Conclusions

First of all, I must say that Intel offering us to test a reference system in advance of a launch is a very good thing indeed. It is not something that Intel has done often in the past – in fact the last time I remember it happening was with Broadwell, when Intel sampled us one of their mobile CRB (consumer reference board) systems for the 45W chip. Before that, Intel had a small attempt allowing the press to benchmark Conroe in 2006 with canned pre-provided benchmarks, which did not go down to well. So moving into this pre-testing regime gets some immediate kudos to those who approved the testing.


Intel’s Broadwell / Crystalwell Mobile CRB

Given that the Ice Lake platform is more geared up towards ultra-premium designs, the software development system we ended up testing was certainly a reasonable expectation and direction that these parts would go in. Of course, we only had the best part of nine hours to test, and giving us the option to test both 15W and 25W modes meant we had to pick and choose what tests we thought were relevant. My most prominent feedback to Intel would be to give us two days to test next time, as it allows us to sit on our data after day one and decide what to do next. It was clear that some of the press in attendance only needed a day (or half a day), but for what we do at AT, then two days would be better.


The Intel Ice Lake SDS

As for Ice Lake itself, our results lean towards Ice Lake outperforming Whiskey Lake, if only by a small margin.

To preface this, I want to recall a graph that Intel showed off at Computex:

This graph shows the single thread performance of Skylake and beyond, compared to 5th Gen Broadwell hardware. Right at the very end, we see Whiskey Lake performing +42% above Broadwell, and Ice Lake performing +47% above Broadwell. A quick calculation of 1.47/1.42 means that even Intel is only predicting an absolute gain of ~3.5% for Ice Lake over current generation systems.

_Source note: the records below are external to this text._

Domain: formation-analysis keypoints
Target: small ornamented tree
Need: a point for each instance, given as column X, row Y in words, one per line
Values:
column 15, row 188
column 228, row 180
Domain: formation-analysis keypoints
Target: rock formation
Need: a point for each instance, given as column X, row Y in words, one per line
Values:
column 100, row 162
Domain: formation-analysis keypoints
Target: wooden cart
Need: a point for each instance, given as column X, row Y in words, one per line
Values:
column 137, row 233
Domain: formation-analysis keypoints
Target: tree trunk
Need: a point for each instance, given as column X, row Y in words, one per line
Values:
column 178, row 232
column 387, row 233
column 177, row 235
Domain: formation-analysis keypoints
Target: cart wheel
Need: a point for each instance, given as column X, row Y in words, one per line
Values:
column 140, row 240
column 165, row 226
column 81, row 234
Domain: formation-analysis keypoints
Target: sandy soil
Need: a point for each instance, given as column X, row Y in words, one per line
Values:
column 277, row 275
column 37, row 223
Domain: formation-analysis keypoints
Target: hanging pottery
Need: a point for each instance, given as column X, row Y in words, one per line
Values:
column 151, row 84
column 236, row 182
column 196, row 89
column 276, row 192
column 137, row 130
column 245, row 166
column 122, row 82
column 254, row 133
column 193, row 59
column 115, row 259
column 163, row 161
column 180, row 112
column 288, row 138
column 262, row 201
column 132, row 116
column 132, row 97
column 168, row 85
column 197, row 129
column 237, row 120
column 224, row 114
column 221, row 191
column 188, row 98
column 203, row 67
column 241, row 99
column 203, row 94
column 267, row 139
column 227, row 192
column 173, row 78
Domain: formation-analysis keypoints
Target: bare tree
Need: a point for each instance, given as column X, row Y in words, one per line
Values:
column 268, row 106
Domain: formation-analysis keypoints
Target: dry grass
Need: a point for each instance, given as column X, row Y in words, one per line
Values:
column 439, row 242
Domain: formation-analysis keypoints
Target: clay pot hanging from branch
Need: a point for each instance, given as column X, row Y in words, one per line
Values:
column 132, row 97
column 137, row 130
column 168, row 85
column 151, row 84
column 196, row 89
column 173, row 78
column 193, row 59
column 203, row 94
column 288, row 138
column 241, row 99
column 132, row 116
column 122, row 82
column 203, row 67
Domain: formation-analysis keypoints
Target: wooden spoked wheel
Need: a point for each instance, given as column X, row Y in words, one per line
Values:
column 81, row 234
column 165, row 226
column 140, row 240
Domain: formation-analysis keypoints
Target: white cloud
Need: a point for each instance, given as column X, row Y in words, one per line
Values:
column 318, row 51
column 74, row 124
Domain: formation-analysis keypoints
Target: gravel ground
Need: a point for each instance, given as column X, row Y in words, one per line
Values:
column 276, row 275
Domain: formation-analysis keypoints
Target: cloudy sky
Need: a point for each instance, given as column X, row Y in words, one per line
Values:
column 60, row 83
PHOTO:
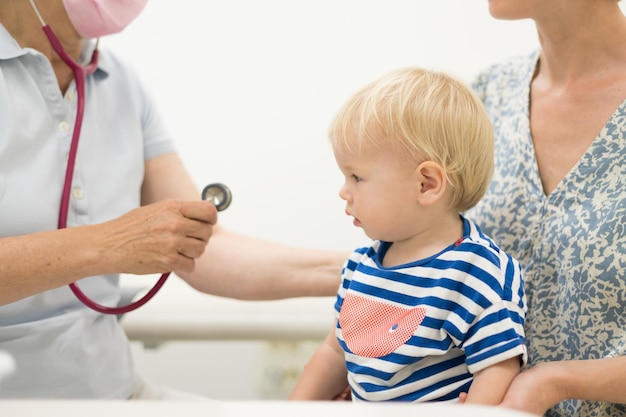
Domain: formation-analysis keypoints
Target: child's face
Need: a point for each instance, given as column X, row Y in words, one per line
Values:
column 380, row 191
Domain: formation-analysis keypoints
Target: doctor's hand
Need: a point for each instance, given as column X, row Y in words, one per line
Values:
column 161, row 237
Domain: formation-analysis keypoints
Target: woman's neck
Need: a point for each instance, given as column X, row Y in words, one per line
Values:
column 582, row 44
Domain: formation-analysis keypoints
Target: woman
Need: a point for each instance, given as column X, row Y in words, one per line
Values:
column 133, row 208
column 558, row 201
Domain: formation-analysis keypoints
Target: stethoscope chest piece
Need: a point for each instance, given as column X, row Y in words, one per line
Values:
column 218, row 194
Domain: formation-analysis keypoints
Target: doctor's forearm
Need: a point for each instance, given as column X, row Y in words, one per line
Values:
column 31, row 264
column 244, row 267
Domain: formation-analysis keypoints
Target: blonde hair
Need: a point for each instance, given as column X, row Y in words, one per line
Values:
column 426, row 115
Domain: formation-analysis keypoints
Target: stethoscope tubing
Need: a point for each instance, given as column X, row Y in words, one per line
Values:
column 219, row 194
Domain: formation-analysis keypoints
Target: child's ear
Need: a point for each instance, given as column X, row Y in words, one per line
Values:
column 431, row 182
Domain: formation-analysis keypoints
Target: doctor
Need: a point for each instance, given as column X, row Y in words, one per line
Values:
column 132, row 208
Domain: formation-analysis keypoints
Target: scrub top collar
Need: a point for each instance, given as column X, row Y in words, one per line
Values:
column 10, row 49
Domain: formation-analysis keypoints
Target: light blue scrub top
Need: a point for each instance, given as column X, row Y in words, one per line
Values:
column 63, row 349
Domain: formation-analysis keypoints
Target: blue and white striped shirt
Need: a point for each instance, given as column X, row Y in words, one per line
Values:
column 418, row 331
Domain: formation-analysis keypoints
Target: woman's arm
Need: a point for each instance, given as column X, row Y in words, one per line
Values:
column 490, row 384
column 537, row 389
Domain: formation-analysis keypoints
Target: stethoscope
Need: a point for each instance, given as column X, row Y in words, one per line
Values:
column 218, row 194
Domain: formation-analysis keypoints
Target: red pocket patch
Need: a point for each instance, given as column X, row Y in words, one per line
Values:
column 374, row 329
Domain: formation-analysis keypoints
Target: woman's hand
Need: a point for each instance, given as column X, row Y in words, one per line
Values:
column 161, row 237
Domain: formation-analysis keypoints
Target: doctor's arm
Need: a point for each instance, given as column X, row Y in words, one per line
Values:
column 156, row 238
column 240, row 266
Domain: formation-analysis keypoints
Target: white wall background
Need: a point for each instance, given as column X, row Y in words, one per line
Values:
column 248, row 88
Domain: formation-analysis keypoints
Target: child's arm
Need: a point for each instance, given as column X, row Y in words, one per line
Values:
column 490, row 384
column 324, row 376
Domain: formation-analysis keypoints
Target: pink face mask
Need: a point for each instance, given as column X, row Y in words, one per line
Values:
column 96, row 18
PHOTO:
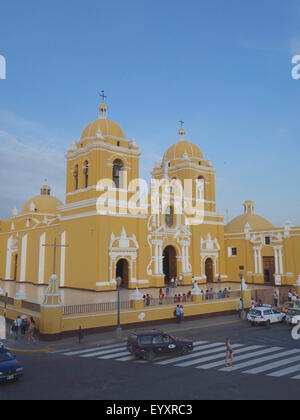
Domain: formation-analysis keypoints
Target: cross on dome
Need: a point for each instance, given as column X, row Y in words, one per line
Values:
column 103, row 111
column 181, row 129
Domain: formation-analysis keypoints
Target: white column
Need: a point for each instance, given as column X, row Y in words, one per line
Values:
column 276, row 261
column 156, row 269
column 160, row 256
column 23, row 258
column 183, row 259
column 62, row 259
column 187, row 258
column 255, row 261
column 259, row 261
column 280, row 261
column 42, row 259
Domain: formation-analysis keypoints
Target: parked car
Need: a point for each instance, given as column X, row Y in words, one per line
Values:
column 148, row 344
column 289, row 305
column 292, row 313
column 265, row 316
column 10, row 368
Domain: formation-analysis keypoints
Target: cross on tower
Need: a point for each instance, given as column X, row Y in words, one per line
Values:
column 102, row 94
column 55, row 246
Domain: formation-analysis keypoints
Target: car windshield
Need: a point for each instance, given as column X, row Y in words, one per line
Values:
column 255, row 312
column 5, row 356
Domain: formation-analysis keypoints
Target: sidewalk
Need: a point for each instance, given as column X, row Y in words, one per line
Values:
column 109, row 337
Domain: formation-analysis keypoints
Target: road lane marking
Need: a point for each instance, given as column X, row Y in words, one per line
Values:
column 274, row 365
column 78, row 352
column 215, row 357
column 284, row 372
column 102, row 352
column 113, row 356
column 202, row 350
column 259, row 361
column 239, row 358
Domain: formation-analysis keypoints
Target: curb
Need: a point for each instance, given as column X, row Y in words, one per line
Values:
column 24, row 351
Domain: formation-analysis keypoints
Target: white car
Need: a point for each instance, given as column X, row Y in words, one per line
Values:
column 265, row 316
column 295, row 320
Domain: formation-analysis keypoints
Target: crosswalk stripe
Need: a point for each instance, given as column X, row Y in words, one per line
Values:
column 215, row 356
column 243, row 357
column 78, row 352
column 102, row 352
column 274, row 365
column 258, row 361
column 284, row 372
column 200, row 351
column 113, row 356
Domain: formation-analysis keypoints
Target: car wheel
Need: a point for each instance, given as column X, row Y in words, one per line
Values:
column 149, row 356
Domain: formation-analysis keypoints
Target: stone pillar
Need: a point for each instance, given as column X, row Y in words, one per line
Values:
column 137, row 301
column 197, row 296
column 51, row 310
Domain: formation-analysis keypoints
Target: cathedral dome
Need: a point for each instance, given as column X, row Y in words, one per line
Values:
column 182, row 149
column 249, row 217
column 43, row 203
column 102, row 128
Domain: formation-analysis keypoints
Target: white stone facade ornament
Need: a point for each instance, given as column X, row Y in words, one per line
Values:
column 53, row 295
column 15, row 212
column 32, row 207
column 244, row 285
column 196, row 291
column 137, row 295
column 247, row 231
column 20, row 296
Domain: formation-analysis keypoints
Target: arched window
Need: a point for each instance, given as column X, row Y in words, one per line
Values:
column 117, row 172
column 169, row 217
column 76, row 177
column 201, row 187
column 86, row 173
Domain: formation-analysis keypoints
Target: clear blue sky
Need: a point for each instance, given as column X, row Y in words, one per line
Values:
column 222, row 66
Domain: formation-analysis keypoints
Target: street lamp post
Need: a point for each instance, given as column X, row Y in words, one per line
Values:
column 242, row 295
column 119, row 329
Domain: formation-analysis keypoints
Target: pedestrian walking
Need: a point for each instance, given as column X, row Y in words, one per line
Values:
column 229, row 353
column 31, row 332
column 241, row 307
column 24, row 325
column 276, row 298
column 80, row 335
column 178, row 314
column 181, row 313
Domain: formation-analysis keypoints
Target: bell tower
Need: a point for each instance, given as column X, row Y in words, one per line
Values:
column 102, row 152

The reason why the difference is so small is because of IPC and frequency. Intel is touting a median IPC advantage on the new Sunny Cove cores of +18% against Skylake. That isn’t something we were able to test in the short time we had with the system, but +18% should provide a healthy bump – we actually see a number of key microarchitectural improvements bubble up through in our SPEC testing.

But at the same time, the frequency has decreased – our Whiskey Lake Huawei Matebook system was +500 MHz on the base frequency (+38%), and +700 MHz on the turbo frequency (+18%). If it were not for the vast increase in memory speed, moving from LPDDR3-2133 to LPDDR4X-3733, one might have predicted that the Core i7-1065G7 Ice Lake processor and the Core i7-8565U Whisky Lake processor would have performed equally.

The question here then becomes whether you prefer IPC or frequency. For instruction limited tasks, that answer should be IPC. For critical path limited tasks, you nominally require frequency. All this gets muddled a bit with the increased memory frequency, but with higher IPC at lower frequency, you should arguably be more power efficient as well, leading to longer battery life. At iso-performance between Ice and Whiskey, considering no other factors like price, I would choose Ice.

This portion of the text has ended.